In the Programme for Government, there are six important core commitments made with regards to dental services. One of them is to hire more public dentists, the other is to “expand access to the orthodontic scheme for children and strengthen the School Dental Programme.” 

While this express commitment to our key issues is welcome, we have yet to see substantive follow-through on these two pledges that meet the challenges our patients are facing.

Our economy is in a very strong position, despite recent disruptions in global trade dynamics. We have had several consecutive record health budgets. There is strong evidence of political will among government and stakeholders to transform oral healthcare in Ireland.

Yet, there is no guarantee that the government will keep its promise over the next four years. We are under no illusions about the scale of the task ahead.

We believe we are at a real turning point in rightfully putting oral health at the centre of general health and securing its rightful place at the top of the agenda in Irish healthcare policy.

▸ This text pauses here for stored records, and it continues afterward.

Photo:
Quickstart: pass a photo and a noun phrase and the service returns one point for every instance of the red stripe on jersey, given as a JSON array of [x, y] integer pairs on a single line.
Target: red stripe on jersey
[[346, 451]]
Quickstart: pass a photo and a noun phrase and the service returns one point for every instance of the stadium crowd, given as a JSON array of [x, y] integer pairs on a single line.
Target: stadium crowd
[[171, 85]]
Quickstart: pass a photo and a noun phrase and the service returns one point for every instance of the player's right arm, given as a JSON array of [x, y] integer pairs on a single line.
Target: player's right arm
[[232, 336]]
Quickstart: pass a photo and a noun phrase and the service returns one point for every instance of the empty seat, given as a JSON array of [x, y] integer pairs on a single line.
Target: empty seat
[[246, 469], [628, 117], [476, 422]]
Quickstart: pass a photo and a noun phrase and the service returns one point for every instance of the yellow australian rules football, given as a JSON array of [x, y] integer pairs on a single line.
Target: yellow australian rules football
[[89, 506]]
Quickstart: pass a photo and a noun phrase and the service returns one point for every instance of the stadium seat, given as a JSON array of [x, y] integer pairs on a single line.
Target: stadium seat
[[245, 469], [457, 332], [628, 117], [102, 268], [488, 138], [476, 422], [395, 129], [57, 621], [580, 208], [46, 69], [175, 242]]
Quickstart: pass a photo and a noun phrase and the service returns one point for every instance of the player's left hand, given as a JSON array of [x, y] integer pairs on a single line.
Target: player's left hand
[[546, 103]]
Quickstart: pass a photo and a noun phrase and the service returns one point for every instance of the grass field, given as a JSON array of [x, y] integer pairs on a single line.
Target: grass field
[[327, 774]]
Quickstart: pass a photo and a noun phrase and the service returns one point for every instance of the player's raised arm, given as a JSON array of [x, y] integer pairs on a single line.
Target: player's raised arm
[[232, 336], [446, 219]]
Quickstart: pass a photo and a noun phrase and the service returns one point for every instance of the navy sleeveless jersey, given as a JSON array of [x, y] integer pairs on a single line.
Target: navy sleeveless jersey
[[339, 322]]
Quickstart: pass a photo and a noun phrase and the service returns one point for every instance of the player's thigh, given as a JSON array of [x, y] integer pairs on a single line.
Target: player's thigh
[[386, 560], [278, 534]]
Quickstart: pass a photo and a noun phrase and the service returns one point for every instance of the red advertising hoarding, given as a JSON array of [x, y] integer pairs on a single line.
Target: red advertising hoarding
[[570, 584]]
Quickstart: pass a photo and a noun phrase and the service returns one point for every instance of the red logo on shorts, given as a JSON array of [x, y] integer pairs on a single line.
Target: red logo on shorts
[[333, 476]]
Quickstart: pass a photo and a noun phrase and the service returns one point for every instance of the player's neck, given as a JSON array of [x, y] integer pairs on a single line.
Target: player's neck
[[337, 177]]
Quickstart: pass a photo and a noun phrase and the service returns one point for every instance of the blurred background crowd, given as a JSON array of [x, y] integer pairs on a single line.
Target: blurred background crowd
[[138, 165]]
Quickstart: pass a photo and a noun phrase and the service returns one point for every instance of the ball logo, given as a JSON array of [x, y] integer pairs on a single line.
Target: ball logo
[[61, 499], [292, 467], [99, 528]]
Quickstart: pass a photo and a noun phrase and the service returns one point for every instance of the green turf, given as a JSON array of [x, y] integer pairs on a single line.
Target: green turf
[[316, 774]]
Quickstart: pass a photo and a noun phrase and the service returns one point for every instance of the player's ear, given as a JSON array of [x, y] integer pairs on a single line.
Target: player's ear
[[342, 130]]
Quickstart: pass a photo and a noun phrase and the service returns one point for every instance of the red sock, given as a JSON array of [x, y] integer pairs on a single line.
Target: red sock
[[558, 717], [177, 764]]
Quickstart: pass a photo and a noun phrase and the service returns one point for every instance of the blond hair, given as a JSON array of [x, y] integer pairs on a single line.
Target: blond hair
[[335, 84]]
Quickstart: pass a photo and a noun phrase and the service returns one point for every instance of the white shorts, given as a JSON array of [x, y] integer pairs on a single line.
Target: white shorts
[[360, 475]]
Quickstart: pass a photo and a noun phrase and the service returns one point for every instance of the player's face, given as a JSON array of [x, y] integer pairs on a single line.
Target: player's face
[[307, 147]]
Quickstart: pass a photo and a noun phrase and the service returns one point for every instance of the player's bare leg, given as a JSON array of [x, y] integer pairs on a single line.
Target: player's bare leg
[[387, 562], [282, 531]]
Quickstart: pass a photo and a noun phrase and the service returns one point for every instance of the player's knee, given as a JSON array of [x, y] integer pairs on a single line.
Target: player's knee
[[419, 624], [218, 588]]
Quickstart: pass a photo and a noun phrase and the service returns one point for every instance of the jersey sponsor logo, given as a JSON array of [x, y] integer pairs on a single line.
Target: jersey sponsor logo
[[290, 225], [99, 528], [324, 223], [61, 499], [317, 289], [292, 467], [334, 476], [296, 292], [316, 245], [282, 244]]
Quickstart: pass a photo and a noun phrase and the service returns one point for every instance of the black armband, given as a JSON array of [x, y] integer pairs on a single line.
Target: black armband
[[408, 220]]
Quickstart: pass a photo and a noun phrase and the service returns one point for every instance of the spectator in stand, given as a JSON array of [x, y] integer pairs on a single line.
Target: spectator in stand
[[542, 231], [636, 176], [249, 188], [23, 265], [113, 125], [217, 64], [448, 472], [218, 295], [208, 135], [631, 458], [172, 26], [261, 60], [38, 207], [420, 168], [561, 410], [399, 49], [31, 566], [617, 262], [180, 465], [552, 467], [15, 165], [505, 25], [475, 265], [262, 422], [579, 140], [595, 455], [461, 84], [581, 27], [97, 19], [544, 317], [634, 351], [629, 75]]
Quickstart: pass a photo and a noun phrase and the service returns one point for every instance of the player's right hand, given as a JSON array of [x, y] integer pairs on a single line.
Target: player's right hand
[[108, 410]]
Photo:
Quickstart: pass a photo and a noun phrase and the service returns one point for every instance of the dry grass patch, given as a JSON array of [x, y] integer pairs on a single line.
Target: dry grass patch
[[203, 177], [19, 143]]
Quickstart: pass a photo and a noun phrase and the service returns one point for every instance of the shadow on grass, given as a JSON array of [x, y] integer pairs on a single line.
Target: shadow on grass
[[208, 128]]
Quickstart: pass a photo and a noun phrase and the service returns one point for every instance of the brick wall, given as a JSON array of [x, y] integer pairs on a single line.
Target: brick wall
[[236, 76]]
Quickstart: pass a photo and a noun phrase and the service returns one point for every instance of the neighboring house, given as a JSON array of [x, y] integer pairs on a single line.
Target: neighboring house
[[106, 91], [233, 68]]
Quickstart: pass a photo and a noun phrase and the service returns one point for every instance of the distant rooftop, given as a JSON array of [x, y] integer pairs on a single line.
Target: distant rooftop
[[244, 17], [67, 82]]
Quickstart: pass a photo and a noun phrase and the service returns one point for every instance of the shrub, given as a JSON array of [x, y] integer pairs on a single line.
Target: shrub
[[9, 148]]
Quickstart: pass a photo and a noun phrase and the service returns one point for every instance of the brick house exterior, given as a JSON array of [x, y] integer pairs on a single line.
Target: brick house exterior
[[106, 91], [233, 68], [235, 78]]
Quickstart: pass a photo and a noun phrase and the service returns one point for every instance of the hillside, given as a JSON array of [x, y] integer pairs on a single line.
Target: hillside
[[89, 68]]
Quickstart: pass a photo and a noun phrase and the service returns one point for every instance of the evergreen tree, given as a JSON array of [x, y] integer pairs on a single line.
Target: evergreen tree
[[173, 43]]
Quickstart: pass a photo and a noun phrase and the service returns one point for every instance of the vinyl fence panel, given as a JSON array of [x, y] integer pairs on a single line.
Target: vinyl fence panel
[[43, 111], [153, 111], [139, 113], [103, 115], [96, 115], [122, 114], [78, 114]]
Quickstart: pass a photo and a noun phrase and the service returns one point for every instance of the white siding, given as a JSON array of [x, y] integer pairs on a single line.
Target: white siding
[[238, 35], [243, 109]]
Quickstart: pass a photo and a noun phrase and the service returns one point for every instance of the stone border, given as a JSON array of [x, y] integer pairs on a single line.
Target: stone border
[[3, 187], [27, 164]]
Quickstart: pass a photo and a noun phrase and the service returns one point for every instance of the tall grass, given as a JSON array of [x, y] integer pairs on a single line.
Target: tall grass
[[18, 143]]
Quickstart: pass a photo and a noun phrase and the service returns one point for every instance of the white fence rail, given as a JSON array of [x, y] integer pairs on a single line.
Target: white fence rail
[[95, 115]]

We also believe that a failure to follow through and engage collaboratively with the dental sector will have severe long-term public health consequences.

That need not be the case. In a time of abundant opportunity, we stand ready and willing to assist the Government in implementing an effective national oral healthcare strategy. But we as a profession do need to be substantively engaged.

We want a national policy that works for low-income families, that delivers value for money to the State and the taxpayer alike, that allows for sustainable private dental practice and one that ultimately leads to a healthier Ireland. Now is the time to deliver it.